HOMENS QUE ODEIAM MULHERES
Senado acerta ao equiparar misoginia a racismo e aumentar punição pelo
crime
São alarmantes as estatísticas de estupros e feminicídios no Brasil. E
não cabe perguntar se estaria havendo aumento expressivo de casos ou uma maior
exposição midiática, considerando que certas notícias favorecem, mais que
outras, impacto emocional e comoção imediata. Na Índia, onde é relevante o
número de ataques às mulheres, a mídia é mais lacônica sobre o assunto do que a
brasileira. Entre nós, os números são reais e vexaminosos.
A questão, complexa, demandaria pesquisas em busca de alguma resposta.
Mas é admissível especular, quando fatos privados de densidade conceitual
perigam ficar na superfície das coisas, talvez bem descritos em sua realização,
mas obscuros no sentido. A violência masculina deita raízes num patriarcado
cuja intensidade opressiva, embora varie geográfica e culturalmente, sempre
deixa visíveis pontos comuns.
Nesse escopo, visibilizam-se virilismo e misoginia. O primeiro
(virilidade opressiva, machismo) é uma posição de supremacia fálica, análoga
àquela exercida pelo colonizador sobre o colonizado. Diz Achile Mbembe que o
falo e o patriarcado constituem as duas faces do poder orgástico, "um
poder habitado por um espírito-cão, um espírito-porco e um
espírito-canalha" (em "Brutalisme"). A dominação escravagista e
a submissão colonial foram de ponta a ponta uma dominação genital sobre os
corpos racializados.
Isso é implicitamente corroborado pelo Senado brasileiro, que acaba
comparar misoginia
("conduta que exterioriza ódio ou aversão a mulheres") a
racismo. É louvável o acerto da decisão, com endurecimento das penalidades. De
fato, o conceito de "corpos raciais" evidencia que racialização não
se restringe a classificações hierárquicas por cor da pele. Nas ditaduras
islâmicas, as mulheres são conotadas como outra "raça", semelhante à
do corpo escravizado. No passado escravagista árabe, escravos masculinos podiam
receber nomes femininos ("Iasmin", por exemplo) para gáudio sexual de
seus senhores.
A sexualidade virilista limita-se à genitalidade, sem erotismo nem amor.

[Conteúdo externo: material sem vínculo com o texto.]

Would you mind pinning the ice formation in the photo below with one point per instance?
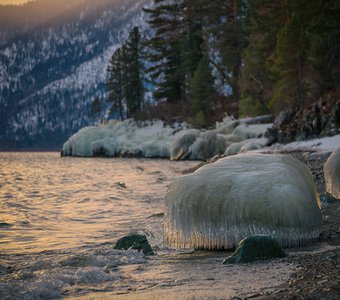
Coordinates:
(242, 195)
(237, 136)
(154, 139)
(151, 139)
(332, 174)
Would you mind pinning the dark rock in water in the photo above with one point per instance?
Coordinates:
(326, 198)
(134, 241)
(131, 153)
(256, 247)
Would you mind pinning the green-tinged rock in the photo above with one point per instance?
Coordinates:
(134, 241)
(326, 198)
(256, 247)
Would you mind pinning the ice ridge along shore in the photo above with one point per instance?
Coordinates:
(155, 139)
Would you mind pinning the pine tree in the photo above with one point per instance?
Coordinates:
(115, 82)
(96, 108)
(134, 90)
(124, 83)
(203, 93)
(164, 51)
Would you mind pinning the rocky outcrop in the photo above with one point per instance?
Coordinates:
(248, 194)
(332, 174)
(137, 242)
(320, 119)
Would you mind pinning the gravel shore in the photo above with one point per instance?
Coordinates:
(318, 275)
(318, 265)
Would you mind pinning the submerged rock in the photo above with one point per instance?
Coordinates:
(222, 203)
(256, 247)
(137, 242)
(332, 174)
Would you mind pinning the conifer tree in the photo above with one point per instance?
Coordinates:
(124, 83)
(133, 68)
(164, 51)
(203, 93)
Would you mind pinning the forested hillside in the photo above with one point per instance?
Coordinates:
(245, 58)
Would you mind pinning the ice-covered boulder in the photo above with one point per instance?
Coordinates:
(149, 139)
(251, 131)
(179, 149)
(332, 174)
(248, 194)
(207, 145)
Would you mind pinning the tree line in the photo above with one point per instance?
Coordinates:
(236, 56)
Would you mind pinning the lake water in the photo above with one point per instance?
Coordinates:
(59, 219)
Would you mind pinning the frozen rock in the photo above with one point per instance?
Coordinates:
(256, 247)
(332, 174)
(248, 194)
(251, 131)
(226, 126)
(207, 145)
(179, 149)
(137, 242)
(150, 139)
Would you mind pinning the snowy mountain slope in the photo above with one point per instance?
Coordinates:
(50, 72)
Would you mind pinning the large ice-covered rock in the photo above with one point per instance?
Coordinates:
(180, 147)
(154, 139)
(228, 138)
(238, 196)
(332, 174)
(151, 139)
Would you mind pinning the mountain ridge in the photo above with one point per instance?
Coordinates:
(50, 74)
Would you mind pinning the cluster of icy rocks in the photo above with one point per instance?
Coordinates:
(155, 139)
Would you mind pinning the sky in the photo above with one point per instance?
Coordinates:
(3, 2)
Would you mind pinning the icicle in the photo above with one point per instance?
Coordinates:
(222, 203)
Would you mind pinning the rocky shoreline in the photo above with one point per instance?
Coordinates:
(318, 266)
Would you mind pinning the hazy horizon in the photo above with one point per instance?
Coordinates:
(13, 2)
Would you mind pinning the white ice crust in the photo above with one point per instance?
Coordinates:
(151, 139)
(242, 195)
(155, 139)
(332, 174)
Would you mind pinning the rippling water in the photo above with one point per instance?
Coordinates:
(59, 219)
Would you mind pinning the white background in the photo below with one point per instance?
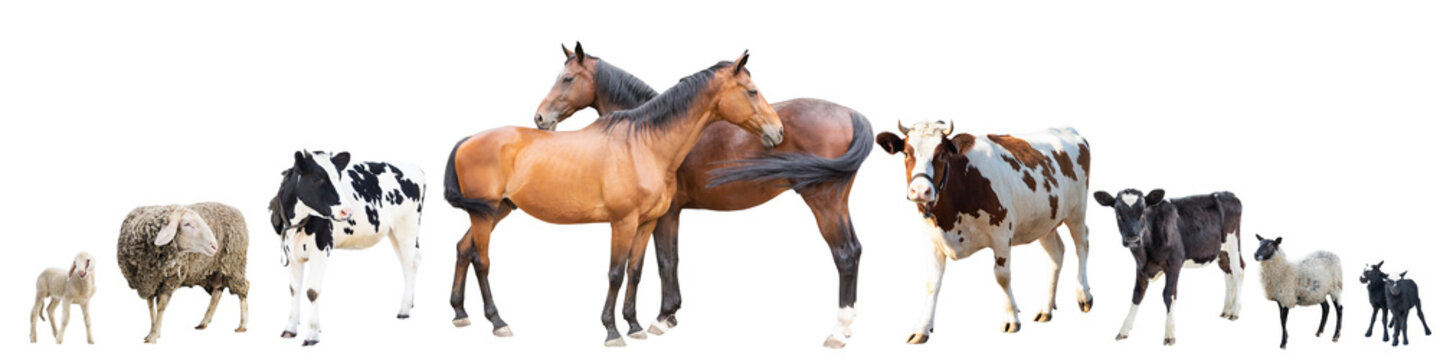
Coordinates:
(1318, 114)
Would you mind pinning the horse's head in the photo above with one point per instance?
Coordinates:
(742, 104)
(573, 90)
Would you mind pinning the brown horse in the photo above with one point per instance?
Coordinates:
(818, 160)
(619, 170)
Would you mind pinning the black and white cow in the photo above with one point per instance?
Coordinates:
(1168, 235)
(995, 192)
(320, 208)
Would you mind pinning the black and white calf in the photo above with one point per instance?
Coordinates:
(1168, 235)
(995, 192)
(320, 208)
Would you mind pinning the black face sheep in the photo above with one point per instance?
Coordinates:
(163, 248)
(1400, 295)
(1374, 281)
(1305, 282)
(65, 288)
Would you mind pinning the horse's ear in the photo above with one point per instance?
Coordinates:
(1105, 199)
(739, 65)
(890, 141)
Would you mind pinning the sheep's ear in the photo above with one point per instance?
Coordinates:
(1105, 199)
(167, 234)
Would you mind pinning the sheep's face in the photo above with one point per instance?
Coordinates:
(1373, 274)
(1129, 212)
(190, 232)
(1267, 248)
(316, 186)
(82, 265)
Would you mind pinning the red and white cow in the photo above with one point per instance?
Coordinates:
(995, 192)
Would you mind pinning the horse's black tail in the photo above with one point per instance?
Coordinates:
(452, 192)
(802, 169)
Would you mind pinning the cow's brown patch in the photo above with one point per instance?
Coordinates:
(1027, 156)
(969, 193)
(1066, 167)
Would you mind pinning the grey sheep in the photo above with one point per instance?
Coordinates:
(209, 244)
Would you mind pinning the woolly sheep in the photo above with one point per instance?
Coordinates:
(74, 287)
(1305, 282)
(1400, 295)
(209, 244)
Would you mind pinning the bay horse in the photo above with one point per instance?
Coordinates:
(619, 170)
(820, 164)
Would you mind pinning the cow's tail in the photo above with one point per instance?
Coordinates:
(452, 193)
(802, 170)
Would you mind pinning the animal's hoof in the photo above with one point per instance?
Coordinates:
(918, 339)
(1043, 317)
(617, 342)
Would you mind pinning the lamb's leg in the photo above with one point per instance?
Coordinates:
(1057, 258)
(90, 337)
(65, 321)
(317, 277)
(297, 281)
(160, 317)
(1285, 314)
(209, 313)
(35, 314)
(1325, 314)
(932, 288)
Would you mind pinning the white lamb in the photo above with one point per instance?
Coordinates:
(1305, 282)
(74, 287)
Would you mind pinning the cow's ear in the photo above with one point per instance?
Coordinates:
(342, 160)
(1155, 196)
(1105, 199)
(890, 141)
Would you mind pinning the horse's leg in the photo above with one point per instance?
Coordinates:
(1080, 236)
(408, 248)
(667, 255)
(317, 280)
(464, 255)
(480, 228)
(932, 288)
(1057, 258)
(637, 264)
(1002, 262)
(1141, 284)
(831, 208)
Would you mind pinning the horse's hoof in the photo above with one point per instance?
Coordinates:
(918, 339)
(1043, 317)
(617, 342)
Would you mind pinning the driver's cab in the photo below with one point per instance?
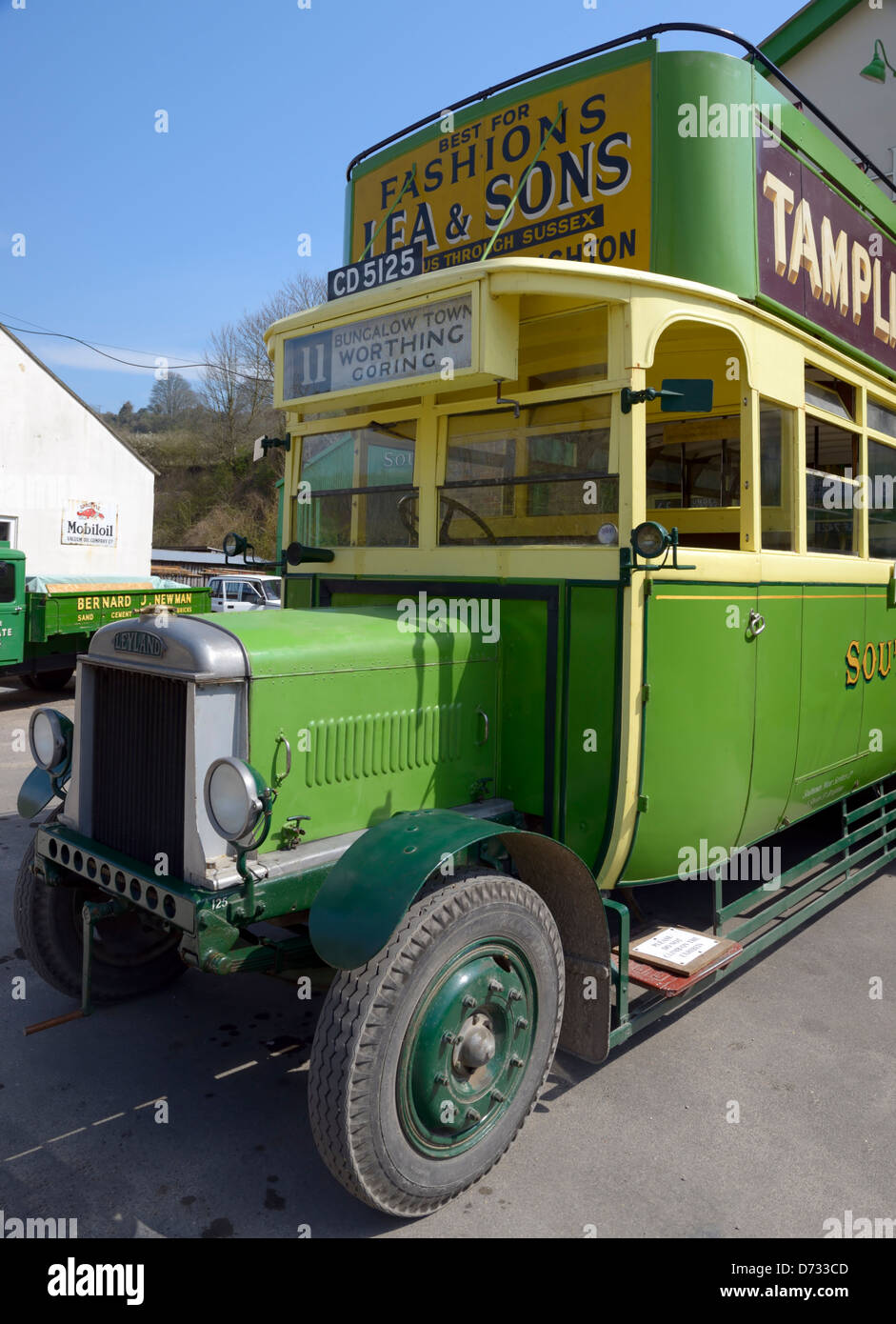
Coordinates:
(542, 468)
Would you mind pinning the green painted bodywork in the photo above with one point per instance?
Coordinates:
(587, 753)
(372, 885)
(377, 719)
(789, 733)
(810, 21)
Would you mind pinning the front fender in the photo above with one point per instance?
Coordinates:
(370, 886)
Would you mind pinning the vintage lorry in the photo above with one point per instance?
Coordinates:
(47, 622)
(576, 616)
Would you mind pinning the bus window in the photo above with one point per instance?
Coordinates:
(539, 478)
(881, 498)
(831, 464)
(776, 468)
(695, 466)
(357, 488)
(692, 464)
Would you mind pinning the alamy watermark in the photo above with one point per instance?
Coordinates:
(440, 614)
(735, 119)
(36, 1229)
(742, 863)
(859, 492)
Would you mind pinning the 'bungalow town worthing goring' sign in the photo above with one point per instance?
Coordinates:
(92, 523)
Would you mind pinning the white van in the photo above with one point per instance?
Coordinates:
(245, 592)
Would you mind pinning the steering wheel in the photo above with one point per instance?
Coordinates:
(409, 519)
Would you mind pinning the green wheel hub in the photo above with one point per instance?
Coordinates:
(466, 1049)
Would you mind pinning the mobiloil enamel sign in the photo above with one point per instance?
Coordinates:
(587, 197)
(91, 523)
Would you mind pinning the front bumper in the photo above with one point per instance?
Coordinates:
(61, 852)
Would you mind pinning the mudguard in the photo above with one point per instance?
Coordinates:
(369, 889)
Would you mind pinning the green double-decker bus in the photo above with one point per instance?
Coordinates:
(587, 576)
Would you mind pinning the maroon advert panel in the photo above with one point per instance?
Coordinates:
(822, 258)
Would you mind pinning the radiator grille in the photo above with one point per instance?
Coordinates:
(138, 764)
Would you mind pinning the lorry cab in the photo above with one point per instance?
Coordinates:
(12, 604)
(245, 592)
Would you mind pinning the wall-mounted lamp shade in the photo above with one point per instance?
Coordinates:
(876, 69)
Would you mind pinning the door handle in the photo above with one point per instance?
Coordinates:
(485, 727)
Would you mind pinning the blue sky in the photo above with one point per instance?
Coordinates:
(149, 241)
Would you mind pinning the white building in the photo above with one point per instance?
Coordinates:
(842, 54)
(73, 495)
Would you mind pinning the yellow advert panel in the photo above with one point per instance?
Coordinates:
(587, 197)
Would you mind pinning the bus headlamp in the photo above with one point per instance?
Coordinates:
(50, 736)
(236, 797)
(650, 540)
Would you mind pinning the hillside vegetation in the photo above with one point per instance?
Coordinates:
(200, 437)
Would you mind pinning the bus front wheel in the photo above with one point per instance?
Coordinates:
(428, 1059)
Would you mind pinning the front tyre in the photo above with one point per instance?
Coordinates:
(428, 1059)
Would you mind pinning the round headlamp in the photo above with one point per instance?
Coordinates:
(650, 540)
(50, 736)
(234, 798)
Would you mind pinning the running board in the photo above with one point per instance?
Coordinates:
(866, 845)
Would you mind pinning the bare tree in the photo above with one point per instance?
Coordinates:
(172, 397)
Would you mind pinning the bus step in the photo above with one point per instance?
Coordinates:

Junto com a herança colonial vem a violência que esvazia o outro (a) de seu conteúdo
humano, inscrevendo na forma oca uma imagem de dócil submissão. Isso as
crianças aprendem em família e nas redes sociais. Interioriza-se o pronome
possessivo, traduzido na fórmula "minha mulher”, designação de propriedade
de um objeto. E como objeto não tem vida própria, a fúria feminicida irrompe
nos surtos narcísicos masculinos.
O fantasma colonial é também o do paroxismo, em que misoginia implica
não só aversão, mas também ódio continuado à diferença. O estuprador, mais do
que sexo, deseja bater. O feminicida mata por medo de que a diferença autônoma
lhe exproprie a identidade masculina. Neste caso, o ódio é visionário: quer
silenciar uma voz.
Tudo indica que a
exacerbação desses crimes tenha sido estimulada por comportamentos da extrema
direita na vida social. A esfera pública permanece saturada de palavras
antifemininas, à revelia do gesto inovador do Exército brasileiro, com sua
primeira general em quatro séculos. Mas houve Bolsonaro, há Trump, Orban, o
pentecostalismo e a gerontocracia petrolífera. A devassidão de Epstein não
consegue camuflar que todo esse gado é inimigo de mulher.